Commit 313465bb by Diego Novillo

Add more C++ support in gengtype.

This patch combines the changes from
http://gcc.gnu.org/ml/gcc-patches/2012-08/msg02016.html with other
additions to support C++ inside GTY'd structures.

The main changes wrt Aaron's original patch are:

- Support for function declarations inside classes.

- Support scoping in identifiers.  This does not mean that gengtype
  supports scopes, it just knows that 'Foo::id' is a single entity.

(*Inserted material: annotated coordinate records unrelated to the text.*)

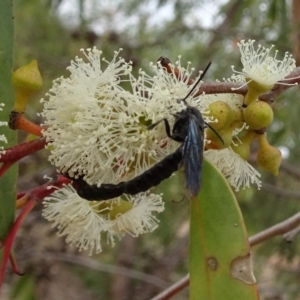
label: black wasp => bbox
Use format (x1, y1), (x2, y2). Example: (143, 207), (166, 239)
(70, 58), (222, 201)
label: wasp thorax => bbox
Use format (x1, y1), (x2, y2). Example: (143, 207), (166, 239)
(208, 101), (233, 130)
(243, 101), (273, 130)
(11, 60), (43, 112)
(256, 134), (281, 176)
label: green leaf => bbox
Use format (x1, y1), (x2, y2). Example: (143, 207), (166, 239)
(189, 161), (259, 300)
(0, 0), (17, 240)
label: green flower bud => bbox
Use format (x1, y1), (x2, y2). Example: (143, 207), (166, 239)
(256, 134), (281, 176)
(243, 101), (273, 130)
(244, 78), (274, 105)
(12, 60), (43, 113)
(206, 127), (232, 149)
(109, 200), (132, 220)
(208, 101), (233, 131)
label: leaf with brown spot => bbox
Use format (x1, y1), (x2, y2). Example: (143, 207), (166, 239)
(189, 161), (259, 300)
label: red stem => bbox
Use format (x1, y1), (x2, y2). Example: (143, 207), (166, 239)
(0, 197), (36, 287)
(0, 138), (46, 164)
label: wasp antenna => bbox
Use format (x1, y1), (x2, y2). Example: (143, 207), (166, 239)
(182, 62), (211, 103)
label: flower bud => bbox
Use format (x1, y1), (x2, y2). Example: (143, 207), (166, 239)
(208, 101), (233, 130)
(231, 131), (256, 160)
(206, 127), (232, 149)
(243, 101), (273, 130)
(109, 200), (133, 220)
(256, 134), (281, 176)
(244, 78), (274, 105)
(12, 60), (43, 113)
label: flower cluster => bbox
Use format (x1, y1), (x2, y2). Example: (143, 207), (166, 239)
(43, 185), (164, 254)
(42, 41), (295, 253)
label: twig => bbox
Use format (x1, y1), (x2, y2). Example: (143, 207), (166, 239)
(151, 213), (300, 300)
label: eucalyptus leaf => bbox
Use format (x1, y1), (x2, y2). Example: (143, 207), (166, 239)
(189, 161), (259, 300)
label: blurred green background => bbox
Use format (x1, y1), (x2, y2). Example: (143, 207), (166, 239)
(1, 0), (300, 300)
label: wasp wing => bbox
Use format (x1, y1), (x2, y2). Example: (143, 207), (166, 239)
(183, 112), (204, 198)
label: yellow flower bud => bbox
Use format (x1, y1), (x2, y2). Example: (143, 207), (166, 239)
(256, 134), (281, 176)
(243, 101), (273, 130)
(109, 200), (133, 220)
(231, 131), (256, 160)
(206, 127), (232, 149)
(12, 60), (43, 113)
(208, 101), (233, 131)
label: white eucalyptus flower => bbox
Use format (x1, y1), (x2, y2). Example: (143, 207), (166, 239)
(204, 148), (261, 191)
(42, 48), (171, 185)
(233, 40), (296, 87)
(43, 185), (164, 255)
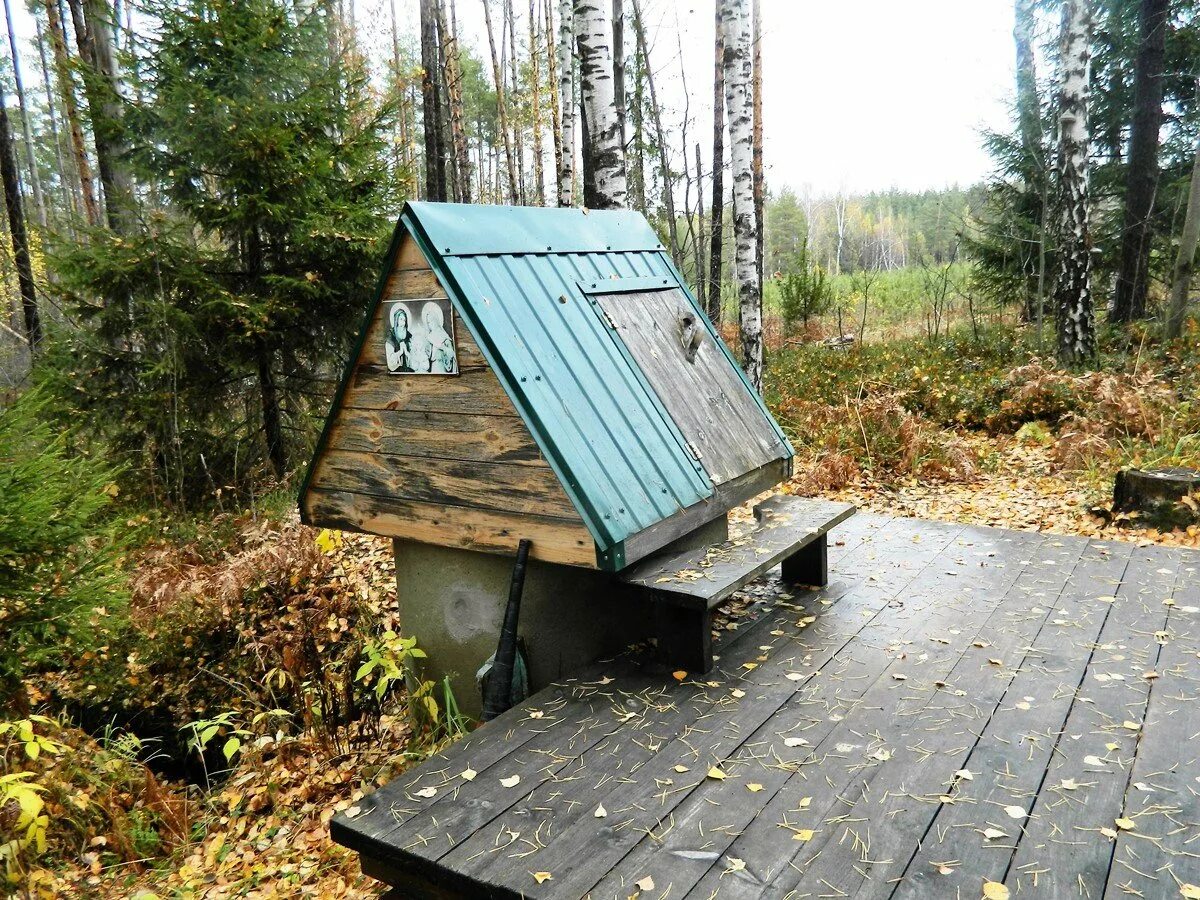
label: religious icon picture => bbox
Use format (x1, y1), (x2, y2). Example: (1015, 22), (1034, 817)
(384, 298), (458, 374)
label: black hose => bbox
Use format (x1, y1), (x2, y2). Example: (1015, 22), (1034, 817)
(484, 538), (532, 722)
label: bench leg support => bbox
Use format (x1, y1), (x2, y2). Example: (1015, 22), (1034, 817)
(784, 534), (829, 588)
(654, 602), (713, 674)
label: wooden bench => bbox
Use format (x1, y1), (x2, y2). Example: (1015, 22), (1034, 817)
(619, 494), (856, 672)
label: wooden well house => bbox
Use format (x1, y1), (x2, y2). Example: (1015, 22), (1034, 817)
(300, 203), (854, 708)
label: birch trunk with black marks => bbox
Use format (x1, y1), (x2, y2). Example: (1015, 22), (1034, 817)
(34, 17), (70, 224)
(707, 4), (725, 325)
(751, 0), (767, 290)
(612, 0), (624, 151)
(1111, 0), (1170, 322)
(46, 0), (102, 228)
(529, 0), (546, 206)
(484, 0), (520, 205)
(1166, 102), (1200, 338)
(556, 0), (577, 206)
(720, 0), (762, 392)
(420, 0), (446, 200)
(1055, 0), (1096, 366)
(437, 0), (470, 203)
(634, 0), (686, 264)
(0, 96), (42, 352)
(500, 0), (528, 205)
(542, 0), (563, 203)
(575, 0), (629, 209)
(1013, 0), (1046, 322)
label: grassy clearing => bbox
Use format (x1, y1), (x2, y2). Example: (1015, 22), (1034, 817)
(767, 328), (1200, 535)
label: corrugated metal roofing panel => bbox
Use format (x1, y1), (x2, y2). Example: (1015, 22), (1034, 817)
(408, 203), (664, 257)
(436, 247), (712, 548)
(402, 203), (791, 565)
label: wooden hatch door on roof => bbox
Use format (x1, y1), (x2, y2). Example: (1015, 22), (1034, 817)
(590, 282), (784, 485)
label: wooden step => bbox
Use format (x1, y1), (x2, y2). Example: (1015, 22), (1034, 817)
(618, 494), (856, 672)
(619, 494), (856, 610)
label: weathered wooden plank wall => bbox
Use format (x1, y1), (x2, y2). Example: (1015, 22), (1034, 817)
(305, 238), (596, 566)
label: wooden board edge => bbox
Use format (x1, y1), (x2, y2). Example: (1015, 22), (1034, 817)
(302, 487), (598, 569)
(620, 457), (791, 569)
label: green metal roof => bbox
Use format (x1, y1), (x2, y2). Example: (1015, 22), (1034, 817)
(301, 203), (792, 568)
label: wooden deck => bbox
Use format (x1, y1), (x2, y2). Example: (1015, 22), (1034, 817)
(332, 515), (1200, 900)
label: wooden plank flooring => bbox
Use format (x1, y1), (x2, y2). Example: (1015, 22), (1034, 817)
(332, 514), (1200, 900)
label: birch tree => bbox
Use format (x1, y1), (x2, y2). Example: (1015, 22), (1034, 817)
(720, 0), (762, 392)
(437, 0), (470, 203)
(1013, 0), (1049, 326)
(46, 0), (101, 228)
(529, 0), (546, 206)
(1055, 0), (1096, 366)
(708, 4), (725, 324)
(4, 0), (46, 228)
(542, 0), (563, 202)
(484, 0), (518, 205)
(420, 0), (446, 200)
(1166, 85), (1200, 338)
(575, 0), (629, 209)
(556, 0), (577, 206)
(751, 0), (767, 289)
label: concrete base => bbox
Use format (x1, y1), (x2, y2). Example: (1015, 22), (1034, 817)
(392, 516), (728, 719)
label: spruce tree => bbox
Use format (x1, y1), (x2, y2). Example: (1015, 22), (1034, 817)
(50, 0), (398, 494)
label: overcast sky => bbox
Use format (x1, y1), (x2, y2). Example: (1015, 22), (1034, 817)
(13, 0), (1013, 193)
(358, 0), (1013, 193)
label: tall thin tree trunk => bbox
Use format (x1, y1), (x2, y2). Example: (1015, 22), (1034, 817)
(708, 2), (725, 324)
(634, 0), (688, 264)
(1166, 85), (1200, 338)
(575, 0), (629, 209)
(4, 0), (47, 229)
(34, 16), (76, 224)
(556, 0), (577, 206)
(612, 0), (628, 154)
(575, 85), (599, 209)
(626, 18), (649, 216)
(0, 96), (42, 352)
(436, 0), (470, 203)
(1055, 0), (1096, 366)
(720, 0), (762, 392)
(542, 0), (563, 202)
(751, 0), (767, 290)
(388, 0), (408, 181)
(420, 0), (446, 202)
(1111, 0), (1170, 322)
(70, 0), (137, 234)
(1013, 0), (1049, 322)
(258, 347), (288, 480)
(529, 0), (546, 206)
(689, 140), (708, 311)
(502, 0), (527, 204)
(46, 0), (101, 228)
(484, 0), (520, 205)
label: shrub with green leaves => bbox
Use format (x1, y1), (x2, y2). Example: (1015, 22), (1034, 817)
(0, 391), (122, 706)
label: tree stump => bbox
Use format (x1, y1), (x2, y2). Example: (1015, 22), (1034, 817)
(1112, 466), (1200, 526)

- Explicit non-support for typedef and enum inside class/struct.
  Since gengtype does not really know about scopes, it cannot
  understand these types, but it knows enough to recognize and reject
  them.  GTY'd struct/class that need to typedef their own types
  should use GTY((user)).

- Documentation on what is and is not supported.

There is one check I needed to remove that gave me some trouble.
When a ctor is detected, we have already parsed the name of the
ctor as a type, which is then registered in the list of structures.

We go on to recognize it as a ctor *after* the type has been
registered.  We reject the field in declarator() and it is never
added to the list of fields for the class.

However, when we reach the end of the class, we find that the
type we created while parsing the ctor has line number
information in it (the line where the ctor was) and gengtype
thinks that it is a duplicate structure definition.

I took out this check for two reasons: (a) It is actually
unnecessary because if there were really duplicate definitions of
this structure, the code would not compile, and (b) all the other
alternatives required making the parser much more convoluted and
I'm trying hard not to make gengtype parser too smart.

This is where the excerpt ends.